However, the above-described image formation process still involves a problem in that a superhigh contrast image is hardly obtained in the so-called rapid access processing which has recently enjoyed an increasing demand, i.e., an extremely rapid photographic processing generally requiring only from 90 to 120 seconds for total processing of from the start of development through drying to obtain a processed film with development processing completing within 15 to 60 seconds.

Accordingly, one object of this invention is to provide a negative silver halide photographic light-sensitive material which can provide a superhigh contrast image having a gamma exceeding 10 with a stable developer.

Another object of this invention is to provide a superhigh contrast image having a gamma exceeding 10.

These objects can be accomplished by a negative silver halide light-sensitive photograhic material comprising a support having provided thereon at least one silver halide emulsion, in which one of the silver halide emulsion layer or another hydrophilic colloidal layer contains a hydrazine derivative and a compound represented by the formula (A):

R1 --S--S--R2 (A)

wherein R1 and R2, which may be the same or different, each represents a substituted or unsubstituted aliphatic group, a substituted or unsubtituted aromatic group or a substituted or unsubstituted heterocyclic group, or when R1 and R2 are both aliphatic groups they may together form a ring.

In the above-described formula (A), the aliphatic group represented by R1 or R2 preferably includes a straight or branched chain alkyl, alkenyl, alkynyl or cycloalkyl group.

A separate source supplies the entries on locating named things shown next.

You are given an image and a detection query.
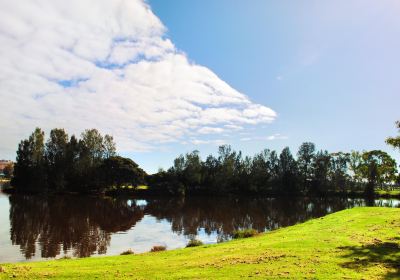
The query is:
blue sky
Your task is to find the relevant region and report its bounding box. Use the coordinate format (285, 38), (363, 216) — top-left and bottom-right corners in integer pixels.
(126, 0), (400, 173)
(0, 0), (400, 172)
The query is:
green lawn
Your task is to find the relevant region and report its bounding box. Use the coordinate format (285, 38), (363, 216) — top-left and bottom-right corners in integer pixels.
(0, 208), (400, 279)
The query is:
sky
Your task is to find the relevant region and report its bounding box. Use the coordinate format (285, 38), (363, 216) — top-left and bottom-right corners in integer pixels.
(0, 0), (400, 173)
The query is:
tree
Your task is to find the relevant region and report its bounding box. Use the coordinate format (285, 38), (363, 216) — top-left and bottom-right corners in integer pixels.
(297, 142), (315, 190)
(361, 150), (397, 195)
(45, 128), (68, 191)
(349, 151), (363, 188)
(312, 151), (331, 193)
(3, 162), (14, 179)
(330, 152), (350, 192)
(11, 128), (47, 191)
(81, 129), (104, 166)
(99, 156), (147, 191)
(103, 134), (117, 158)
(386, 121), (400, 149)
(279, 147), (298, 194)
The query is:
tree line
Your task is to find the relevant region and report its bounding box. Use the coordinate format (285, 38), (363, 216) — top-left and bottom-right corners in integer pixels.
(148, 122), (400, 196)
(11, 122), (400, 195)
(11, 128), (147, 193)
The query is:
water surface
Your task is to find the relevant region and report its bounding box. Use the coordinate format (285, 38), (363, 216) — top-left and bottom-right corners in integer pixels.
(0, 189), (400, 263)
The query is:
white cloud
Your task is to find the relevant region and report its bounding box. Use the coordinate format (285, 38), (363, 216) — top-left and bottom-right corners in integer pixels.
(240, 133), (288, 142)
(0, 0), (276, 158)
(190, 139), (227, 146)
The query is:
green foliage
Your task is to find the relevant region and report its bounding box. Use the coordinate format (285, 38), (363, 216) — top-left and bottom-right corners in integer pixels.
(186, 239), (203, 248)
(386, 121), (400, 149)
(150, 245), (167, 252)
(3, 163), (14, 179)
(11, 128), (146, 193)
(232, 229), (259, 239)
(120, 249), (135, 256)
(360, 150), (397, 193)
(0, 207), (400, 279)
(148, 142), (396, 195)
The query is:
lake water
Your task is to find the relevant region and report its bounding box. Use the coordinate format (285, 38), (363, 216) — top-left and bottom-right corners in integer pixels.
(0, 188), (400, 263)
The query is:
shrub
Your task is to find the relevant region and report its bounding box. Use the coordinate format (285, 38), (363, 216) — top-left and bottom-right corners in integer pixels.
(186, 239), (203, 248)
(232, 228), (258, 239)
(150, 245), (167, 252)
(121, 249), (135, 256)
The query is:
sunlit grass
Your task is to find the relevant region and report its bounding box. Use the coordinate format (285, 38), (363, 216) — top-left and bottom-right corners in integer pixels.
(0, 208), (400, 279)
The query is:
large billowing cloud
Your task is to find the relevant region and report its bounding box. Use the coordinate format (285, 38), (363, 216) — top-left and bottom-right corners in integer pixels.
(0, 0), (276, 155)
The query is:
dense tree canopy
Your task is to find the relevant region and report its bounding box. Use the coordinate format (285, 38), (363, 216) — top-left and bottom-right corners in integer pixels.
(12, 122), (400, 195)
(11, 128), (146, 192)
(149, 142), (397, 195)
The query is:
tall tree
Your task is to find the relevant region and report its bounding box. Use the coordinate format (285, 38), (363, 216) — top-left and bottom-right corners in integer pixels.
(386, 121), (400, 149)
(11, 128), (47, 191)
(103, 134), (117, 158)
(361, 150), (397, 195)
(330, 152), (350, 192)
(279, 147), (299, 194)
(45, 128), (68, 191)
(312, 151), (331, 193)
(297, 142), (315, 190)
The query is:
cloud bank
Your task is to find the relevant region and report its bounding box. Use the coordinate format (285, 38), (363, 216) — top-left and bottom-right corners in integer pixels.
(0, 0), (276, 155)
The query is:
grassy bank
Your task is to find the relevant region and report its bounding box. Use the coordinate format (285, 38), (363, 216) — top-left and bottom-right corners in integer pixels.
(0, 208), (400, 279)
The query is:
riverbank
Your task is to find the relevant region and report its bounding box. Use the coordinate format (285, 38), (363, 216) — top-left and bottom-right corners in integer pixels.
(0, 208), (400, 279)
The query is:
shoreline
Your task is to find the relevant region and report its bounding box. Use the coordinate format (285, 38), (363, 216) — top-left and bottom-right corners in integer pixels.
(0, 207), (400, 279)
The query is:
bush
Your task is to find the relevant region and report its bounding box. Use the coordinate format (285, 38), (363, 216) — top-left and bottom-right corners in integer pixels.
(186, 239), (203, 248)
(150, 245), (167, 252)
(232, 228), (258, 239)
(121, 249), (135, 256)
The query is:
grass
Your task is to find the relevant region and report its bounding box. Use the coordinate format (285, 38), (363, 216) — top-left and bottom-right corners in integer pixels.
(120, 249), (135, 256)
(375, 190), (400, 197)
(186, 239), (203, 248)
(0, 208), (400, 279)
(150, 245), (167, 252)
(232, 229), (258, 239)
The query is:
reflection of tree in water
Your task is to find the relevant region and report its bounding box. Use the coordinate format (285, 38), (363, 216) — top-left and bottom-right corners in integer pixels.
(9, 195), (143, 259)
(145, 197), (364, 239)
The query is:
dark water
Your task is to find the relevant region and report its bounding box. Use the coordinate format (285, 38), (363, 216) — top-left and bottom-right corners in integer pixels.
(0, 188), (400, 263)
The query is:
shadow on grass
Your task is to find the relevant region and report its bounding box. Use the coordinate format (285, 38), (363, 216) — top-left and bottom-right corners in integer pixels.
(339, 237), (400, 279)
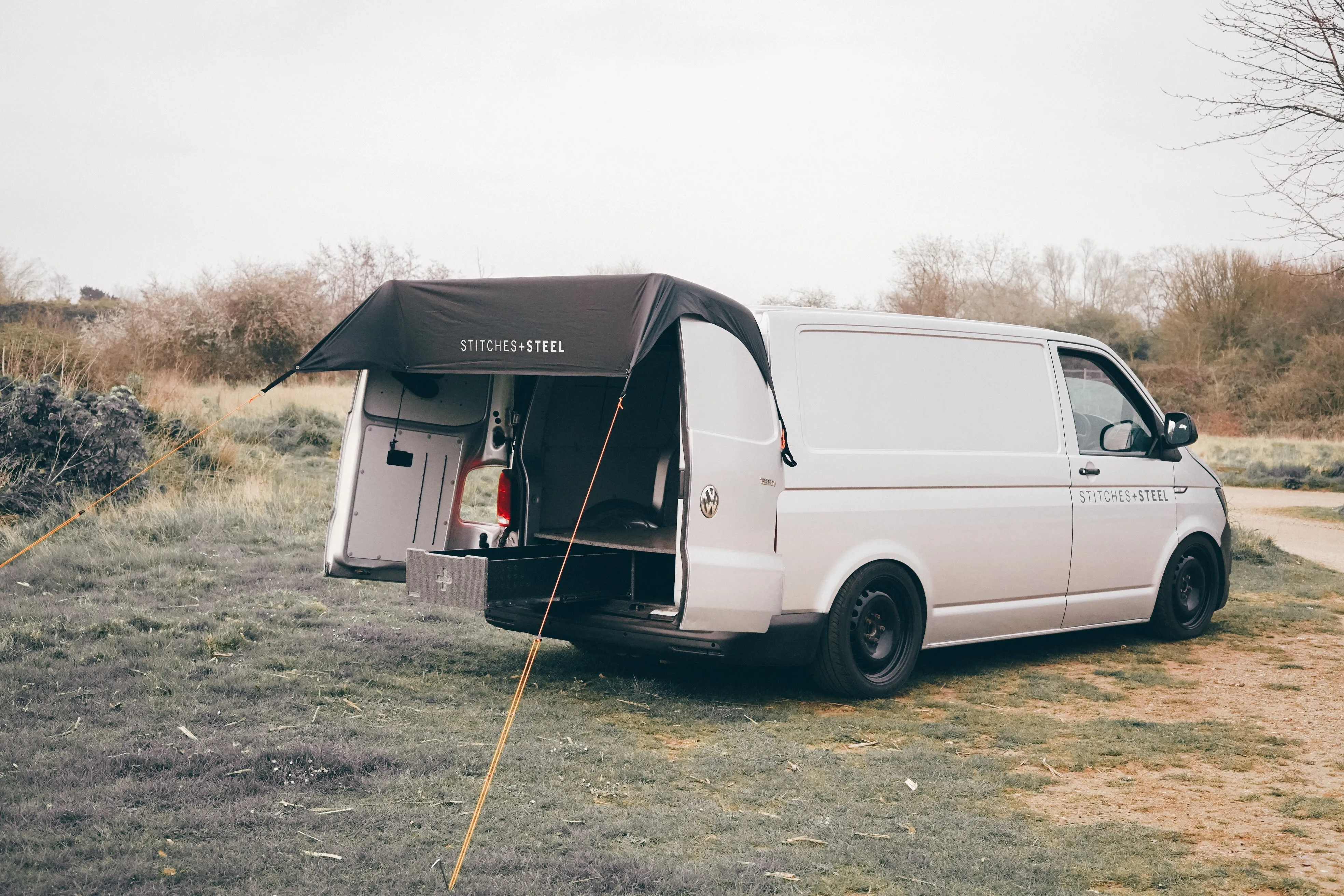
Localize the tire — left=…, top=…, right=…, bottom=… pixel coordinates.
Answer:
left=1148, top=535, right=1226, bottom=641
left=812, top=560, right=925, bottom=697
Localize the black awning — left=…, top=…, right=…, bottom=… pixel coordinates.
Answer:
left=275, top=274, right=773, bottom=388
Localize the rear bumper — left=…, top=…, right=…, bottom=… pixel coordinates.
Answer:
left=485, top=606, right=827, bottom=666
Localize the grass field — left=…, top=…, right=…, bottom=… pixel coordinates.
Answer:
left=1195, top=435, right=1344, bottom=492
left=0, top=387, right=1344, bottom=896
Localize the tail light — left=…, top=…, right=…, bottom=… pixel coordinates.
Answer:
left=497, top=470, right=514, bottom=525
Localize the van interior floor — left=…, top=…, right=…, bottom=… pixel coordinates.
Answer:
left=536, top=527, right=676, bottom=554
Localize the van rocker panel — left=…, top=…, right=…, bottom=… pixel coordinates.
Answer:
left=485, top=606, right=829, bottom=666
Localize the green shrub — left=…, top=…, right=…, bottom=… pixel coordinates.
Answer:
left=0, top=375, right=145, bottom=515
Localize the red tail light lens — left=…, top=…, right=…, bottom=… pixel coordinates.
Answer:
left=497, top=470, right=514, bottom=525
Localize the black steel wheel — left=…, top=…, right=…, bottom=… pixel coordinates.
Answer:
left=1149, top=535, right=1224, bottom=641
left=812, top=560, right=925, bottom=697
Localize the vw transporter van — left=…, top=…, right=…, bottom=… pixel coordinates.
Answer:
left=296, top=274, right=1231, bottom=696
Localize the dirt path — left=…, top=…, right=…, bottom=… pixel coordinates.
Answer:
left=1025, top=634, right=1344, bottom=893
left=1224, top=486, right=1344, bottom=572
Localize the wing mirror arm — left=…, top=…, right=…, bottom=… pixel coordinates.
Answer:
left=1163, top=411, right=1199, bottom=449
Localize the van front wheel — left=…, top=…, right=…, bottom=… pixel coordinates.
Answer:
left=1149, top=535, right=1223, bottom=641
left=812, top=560, right=925, bottom=697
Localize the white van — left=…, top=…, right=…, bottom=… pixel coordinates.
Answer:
left=314, top=278, right=1231, bottom=696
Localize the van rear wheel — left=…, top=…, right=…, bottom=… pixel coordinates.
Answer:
left=1149, top=535, right=1223, bottom=641
left=812, top=560, right=925, bottom=697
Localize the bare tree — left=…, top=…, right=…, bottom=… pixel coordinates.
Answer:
left=962, top=236, right=1040, bottom=324
left=308, top=238, right=456, bottom=309
left=1040, top=246, right=1078, bottom=320
left=761, top=286, right=840, bottom=308
left=882, top=236, right=969, bottom=317
left=589, top=258, right=649, bottom=274
left=1193, top=0, right=1344, bottom=249
left=0, top=247, right=46, bottom=302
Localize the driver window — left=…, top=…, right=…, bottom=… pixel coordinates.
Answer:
left=1059, top=351, right=1153, bottom=454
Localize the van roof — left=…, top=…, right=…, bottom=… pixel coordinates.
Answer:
left=751, top=305, right=1111, bottom=352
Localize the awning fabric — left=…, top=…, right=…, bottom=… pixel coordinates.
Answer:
left=274, top=274, right=774, bottom=388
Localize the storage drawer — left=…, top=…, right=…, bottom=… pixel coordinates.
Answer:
left=406, top=544, right=636, bottom=610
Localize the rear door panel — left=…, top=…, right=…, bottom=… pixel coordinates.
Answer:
left=347, top=424, right=462, bottom=560
left=682, top=318, right=784, bottom=631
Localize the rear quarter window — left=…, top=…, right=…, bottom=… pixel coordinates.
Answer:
left=798, top=329, right=1063, bottom=454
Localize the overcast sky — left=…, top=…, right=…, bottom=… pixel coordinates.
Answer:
left=0, top=0, right=1269, bottom=302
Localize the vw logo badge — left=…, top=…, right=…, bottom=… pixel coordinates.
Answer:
left=700, top=485, right=719, bottom=517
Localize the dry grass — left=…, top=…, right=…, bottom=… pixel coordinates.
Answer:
left=1195, top=435, right=1344, bottom=490
left=141, top=372, right=355, bottom=420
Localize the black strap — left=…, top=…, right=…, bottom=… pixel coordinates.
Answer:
left=387, top=386, right=406, bottom=451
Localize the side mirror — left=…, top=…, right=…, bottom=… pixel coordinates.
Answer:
left=1101, top=420, right=1137, bottom=451
left=1164, top=411, right=1199, bottom=447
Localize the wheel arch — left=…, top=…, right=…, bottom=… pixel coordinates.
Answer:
left=813, top=541, right=929, bottom=643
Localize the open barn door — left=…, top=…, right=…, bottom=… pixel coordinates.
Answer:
left=680, top=317, right=784, bottom=631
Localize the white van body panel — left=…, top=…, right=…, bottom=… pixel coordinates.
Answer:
left=758, top=308, right=1226, bottom=647
left=1051, top=341, right=1176, bottom=629
left=680, top=318, right=784, bottom=631
left=324, top=371, right=514, bottom=578
left=770, top=316, right=1071, bottom=646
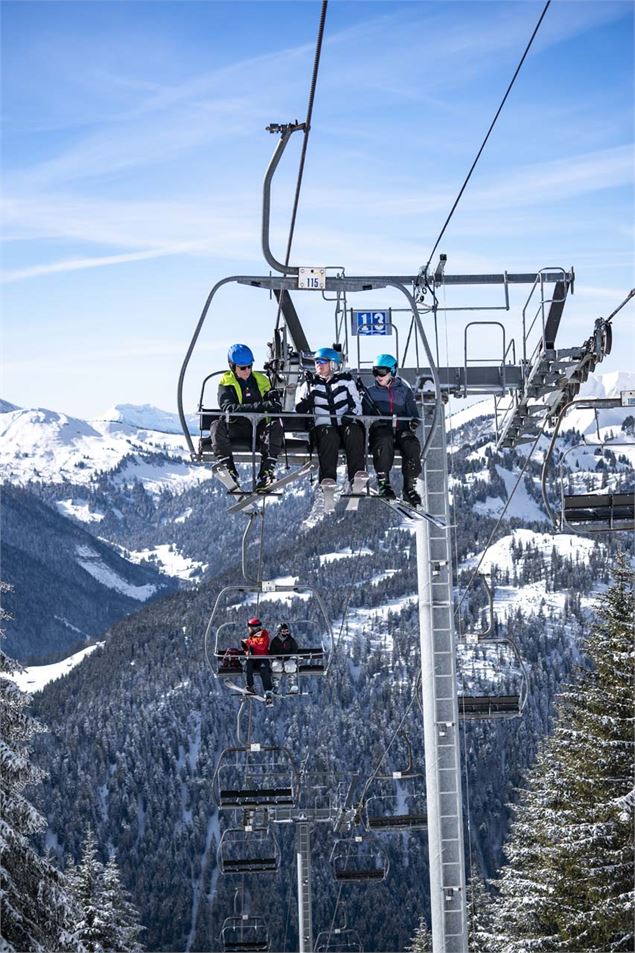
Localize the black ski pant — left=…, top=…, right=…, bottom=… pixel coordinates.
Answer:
left=245, top=655, right=272, bottom=692
left=210, top=417, right=283, bottom=462
left=313, top=421, right=366, bottom=483
left=368, top=424, right=421, bottom=482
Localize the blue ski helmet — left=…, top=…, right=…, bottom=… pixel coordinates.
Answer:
left=373, top=354, right=397, bottom=377
left=313, top=347, right=343, bottom=369
left=227, top=344, right=254, bottom=367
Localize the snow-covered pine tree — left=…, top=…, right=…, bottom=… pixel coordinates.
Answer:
left=67, top=828, right=116, bottom=953
left=467, top=871, right=494, bottom=953
left=66, top=828, right=144, bottom=953
left=408, top=917, right=432, bottom=953
left=493, top=559, right=635, bottom=953
left=0, top=582, right=77, bottom=953
left=102, top=857, right=144, bottom=953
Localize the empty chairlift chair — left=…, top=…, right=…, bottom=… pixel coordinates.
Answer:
left=331, top=834, right=390, bottom=883
left=458, top=574, right=529, bottom=721
left=542, top=391, right=635, bottom=534
left=217, top=827, right=280, bottom=874
left=221, top=914, right=270, bottom=953
left=313, top=927, right=364, bottom=953
left=458, top=636, right=529, bottom=721
left=362, top=732, right=428, bottom=833
left=214, top=742, right=298, bottom=809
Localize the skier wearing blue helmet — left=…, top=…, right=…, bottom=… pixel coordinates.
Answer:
left=295, top=347, right=365, bottom=483
left=363, top=354, right=421, bottom=506
left=210, top=344, right=282, bottom=493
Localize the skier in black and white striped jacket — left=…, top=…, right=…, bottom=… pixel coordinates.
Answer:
left=295, top=347, right=366, bottom=483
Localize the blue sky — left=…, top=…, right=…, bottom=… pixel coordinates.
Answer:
left=1, top=0, right=635, bottom=417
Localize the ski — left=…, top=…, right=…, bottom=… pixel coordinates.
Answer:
left=370, top=488, right=447, bottom=529
left=225, top=681, right=273, bottom=706
left=342, top=470, right=368, bottom=513
left=227, top=463, right=313, bottom=513
left=212, top=463, right=245, bottom=495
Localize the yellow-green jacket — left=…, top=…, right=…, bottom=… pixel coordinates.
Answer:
left=218, top=371, right=271, bottom=411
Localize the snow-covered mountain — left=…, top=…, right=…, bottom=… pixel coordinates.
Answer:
left=0, top=402, right=209, bottom=493
left=0, top=486, right=176, bottom=661
left=97, top=404, right=198, bottom=436
left=0, top=371, right=635, bottom=493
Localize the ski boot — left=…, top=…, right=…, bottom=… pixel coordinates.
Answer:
left=402, top=480, right=421, bottom=506
left=218, top=457, right=240, bottom=490
left=377, top=473, right=395, bottom=500
left=254, top=460, right=276, bottom=493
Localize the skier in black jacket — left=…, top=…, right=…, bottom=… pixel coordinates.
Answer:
left=269, top=622, right=300, bottom=695
left=363, top=354, right=421, bottom=506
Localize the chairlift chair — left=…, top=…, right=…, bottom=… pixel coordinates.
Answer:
left=221, top=914, right=270, bottom=953
left=214, top=742, right=298, bottom=809
left=217, top=825, right=280, bottom=874
left=362, top=731, right=428, bottom=833
left=458, top=573, right=529, bottom=721
left=313, top=927, right=364, bottom=953
left=205, top=581, right=333, bottom=694
left=541, top=391, right=635, bottom=534
left=331, top=834, right=390, bottom=883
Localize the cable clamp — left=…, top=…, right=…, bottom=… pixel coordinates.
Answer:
left=265, top=119, right=306, bottom=136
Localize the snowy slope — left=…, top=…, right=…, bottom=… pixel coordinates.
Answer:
left=0, top=405, right=210, bottom=493
left=12, top=642, right=105, bottom=694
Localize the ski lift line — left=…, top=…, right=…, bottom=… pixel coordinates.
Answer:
left=423, top=0, right=551, bottom=274
left=540, top=390, right=635, bottom=533
left=275, top=0, right=328, bottom=331
left=605, top=288, right=635, bottom=324
left=353, top=670, right=421, bottom=815
left=454, top=417, right=548, bottom=615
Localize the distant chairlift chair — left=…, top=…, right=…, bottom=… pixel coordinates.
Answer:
left=458, top=574, right=529, bottom=721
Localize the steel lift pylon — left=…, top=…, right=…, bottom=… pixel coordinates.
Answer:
left=415, top=404, right=467, bottom=953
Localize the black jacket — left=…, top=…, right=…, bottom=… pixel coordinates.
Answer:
left=363, top=377, right=419, bottom=430
left=269, top=635, right=298, bottom=655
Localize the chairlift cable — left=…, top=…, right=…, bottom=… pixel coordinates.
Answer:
left=605, top=288, right=635, bottom=324
left=256, top=497, right=267, bottom=613
left=423, top=0, right=551, bottom=274
left=275, top=0, right=329, bottom=331
left=455, top=417, right=548, bottom=614
left=329, top=542, right=364, bottom=666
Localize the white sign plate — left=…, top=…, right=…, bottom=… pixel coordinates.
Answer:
left=298, top=268, right=326, bottom=291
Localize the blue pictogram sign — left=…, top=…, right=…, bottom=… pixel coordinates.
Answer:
left=351, top=309, right=392, bottom=337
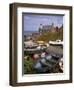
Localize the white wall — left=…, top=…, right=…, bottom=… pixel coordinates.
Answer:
left=0, top=0, right=74, bottom=90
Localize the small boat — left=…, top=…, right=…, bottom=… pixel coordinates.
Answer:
left=49, top=40, right=63, bottom=46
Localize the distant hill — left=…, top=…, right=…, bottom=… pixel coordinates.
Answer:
left=36, top=26, right=63, bottom=42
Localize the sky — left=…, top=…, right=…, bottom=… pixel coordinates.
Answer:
left=23, top=14, right=63, bottom=31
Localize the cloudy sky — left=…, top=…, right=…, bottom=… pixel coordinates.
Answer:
left=24, top=14, right=63, bottom=31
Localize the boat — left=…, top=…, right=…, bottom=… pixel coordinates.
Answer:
left=49, top=40, right=63, bottom=46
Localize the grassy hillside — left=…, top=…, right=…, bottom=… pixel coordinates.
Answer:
left=36, top=27, right=63, bottom=42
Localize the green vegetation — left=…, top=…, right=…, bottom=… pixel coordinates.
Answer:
left=36, top=27, right=63, bottom=42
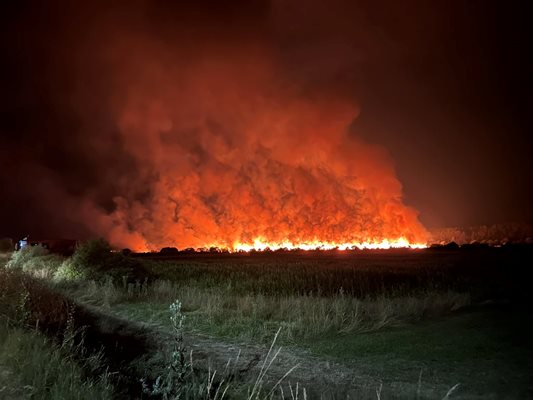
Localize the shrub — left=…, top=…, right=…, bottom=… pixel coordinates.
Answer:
left=6, top=246, right=49, bottom=269
left=65, top=239, right=152, bottom=283
left=6, top=246, right=63, bottom=278
left=0, top=238, right=13, bottom=253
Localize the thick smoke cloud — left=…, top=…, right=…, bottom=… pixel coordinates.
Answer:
left=0, top=2, right=432, bottom=249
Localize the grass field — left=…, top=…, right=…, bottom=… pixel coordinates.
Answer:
left=1, top=247, right=533, bottom=399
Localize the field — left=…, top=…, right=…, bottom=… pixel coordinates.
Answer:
left=0, top=242, right=533, bottom=399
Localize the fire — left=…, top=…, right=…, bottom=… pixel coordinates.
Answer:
left=233, top=238, right=427, bottom=252
left=85, top=43, right=428, bottom=251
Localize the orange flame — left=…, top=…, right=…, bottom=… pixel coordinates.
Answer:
left=233, top=238, right=427, bottom=252
left=88, top=43, right=427, bottom=251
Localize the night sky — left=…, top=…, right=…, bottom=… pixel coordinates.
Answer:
left=0, top=0, right=533, bottom=243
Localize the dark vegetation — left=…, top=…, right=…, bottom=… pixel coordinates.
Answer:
left=0, top=240, right=533, bottom=398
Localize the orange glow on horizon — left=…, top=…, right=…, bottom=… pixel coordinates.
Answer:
left=232, top=237, right=427, bottom=252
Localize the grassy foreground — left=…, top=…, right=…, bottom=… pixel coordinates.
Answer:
left=1, top=242, right=533, bottom=399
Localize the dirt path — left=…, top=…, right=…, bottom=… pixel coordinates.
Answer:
left=88, top=307, right=386, bottom=399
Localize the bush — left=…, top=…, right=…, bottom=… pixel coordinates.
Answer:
left=0, top=238, right=13, bottom=253
left=65, top=239, right=152, bottom=283
left=6, top=246, right=63, bottom=278
left=6, top=246, right=49, bottom=269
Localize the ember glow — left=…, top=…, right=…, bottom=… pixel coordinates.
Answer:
left=92, top=43, right=427, bottom=251
left=233, top=238, right=427, bottom=251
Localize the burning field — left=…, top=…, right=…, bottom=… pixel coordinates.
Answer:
left=92, top=40, right=427, bottom=250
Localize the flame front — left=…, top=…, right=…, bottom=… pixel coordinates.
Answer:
left=232, top=238, right=427, bottom=252
left=91, top=43, right=427, bottom=251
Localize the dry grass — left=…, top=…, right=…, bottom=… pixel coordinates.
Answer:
left=63, top=280, right=470, bottom=339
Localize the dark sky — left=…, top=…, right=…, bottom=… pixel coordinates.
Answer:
left=0, top=0, right=533, bottom=242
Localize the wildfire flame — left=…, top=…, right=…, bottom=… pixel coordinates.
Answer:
left=233, top=238, right=427, bottom=252
left=86, top=37, right=427, bottom=251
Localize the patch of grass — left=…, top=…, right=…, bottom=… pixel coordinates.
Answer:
left=301, top=309, right=533, bottom=398
left=6, top=246, right=63, bottom=278
left=0, top=324, right=113, bottom=400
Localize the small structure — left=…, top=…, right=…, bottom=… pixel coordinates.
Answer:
left=16, top=236, right=78, bottom=255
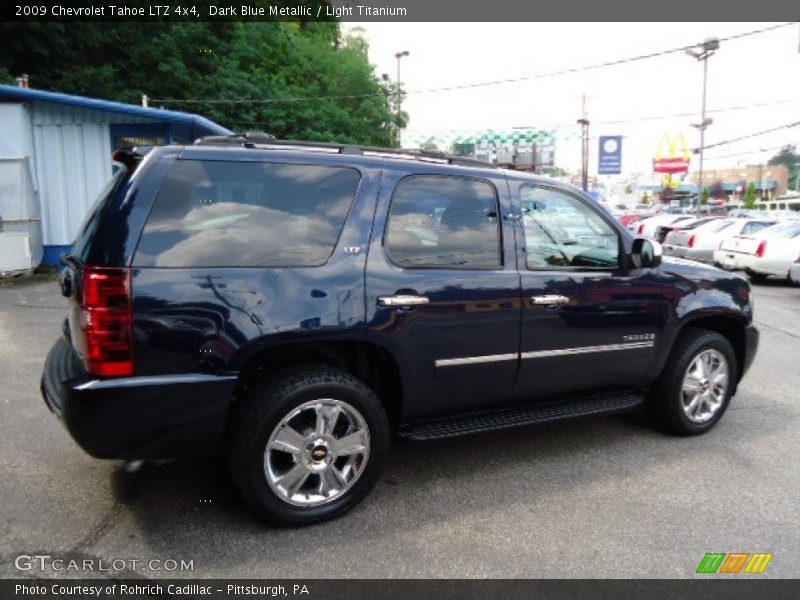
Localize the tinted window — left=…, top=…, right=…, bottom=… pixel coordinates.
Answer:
left=385, top=175, right=502, bottom=269
left=520, top=185, right=619, bottom=270
left=742, top=221, right=775, bottom=234
left=72, top=169, right=130, bottom=261
left=134, top=160, right=359, bottom=267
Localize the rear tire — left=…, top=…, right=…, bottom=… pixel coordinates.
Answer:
left=228, top=365, right=390, bottom=525
left=647, top=328, right=738, bottom=435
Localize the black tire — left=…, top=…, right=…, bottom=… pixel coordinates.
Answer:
left=647, top=328, right=738, bottom=435
left=228, top=365, right=390, bottom=525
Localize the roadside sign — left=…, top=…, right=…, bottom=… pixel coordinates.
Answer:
left=597, top=135, right=622, bottom=175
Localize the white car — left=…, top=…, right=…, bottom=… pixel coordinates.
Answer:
left=628, top=213, right=692, bottom=239
left=714, top=221, right=800, bottom=281
left=664, top=219, right=775, bottom=262
left=789, top=256, right=800, bottom=285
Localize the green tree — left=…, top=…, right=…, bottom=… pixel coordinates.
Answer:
left=767, top=144, right=800, bottom=186
left=0, top=21, right=400, bottom=146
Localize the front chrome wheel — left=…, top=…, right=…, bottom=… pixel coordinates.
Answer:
left=264, top=398, right=370, bottom=507
left=681, top=349, right=730, bottom=423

The alkyl group contains from 1 to 18 carbon atoms and includes, for example, a methyl group, an ethyl group, a propyl group, a butyl group, a hexyl group, a decyl group, a dodecyl group, an isopropyl group, a t-butyl group, a 2-ethylhexyl group, etc.

The alkenyl group contains from 2 to 20 carbon atoms and includes, for example, an allyl group, a 2-butenyl group, a 7-octenyl group, etc.

The alkynyl group contains from 2 to 20 carbon atoms and includes, for example, a 2-propynyl group, a 2-butynyl group, etc.

The cycloalkyl group contains from 3 to 12 carbon atoms and includes, for example, a cyclopropyl group, a cyclopentyl group, a cyclohexyl group, a cyclododecyl group, etc.

The aromatic group represented by R1 or R2 contains from 6 to 20 carbon atoms and includes, for example, a phenyl group, a naphthyl group, etc.

The heterocyclic group represented by R1 or R2 is a 3- to 7-membered ring containing at least one of a nitrogen atom, an oxygen atom and a sulfur atom, and such a ring may be condensed with a benzene ring.

Specific examples of the heterocyclic ring are pyrrolidine, piperidine, tetrahydrofuran, tetrahydropyran, oxirane, pyrrole, pyridine, furan, thiophene, imidazoline, pyrazolidine, imidazole, pyrasole, pyrazine, pyrimidine, morpholine, oxazole, thiazole, triazole, tetrazole, thiadiazole, oxadiazole, and the above rings condensed with a benzene ring.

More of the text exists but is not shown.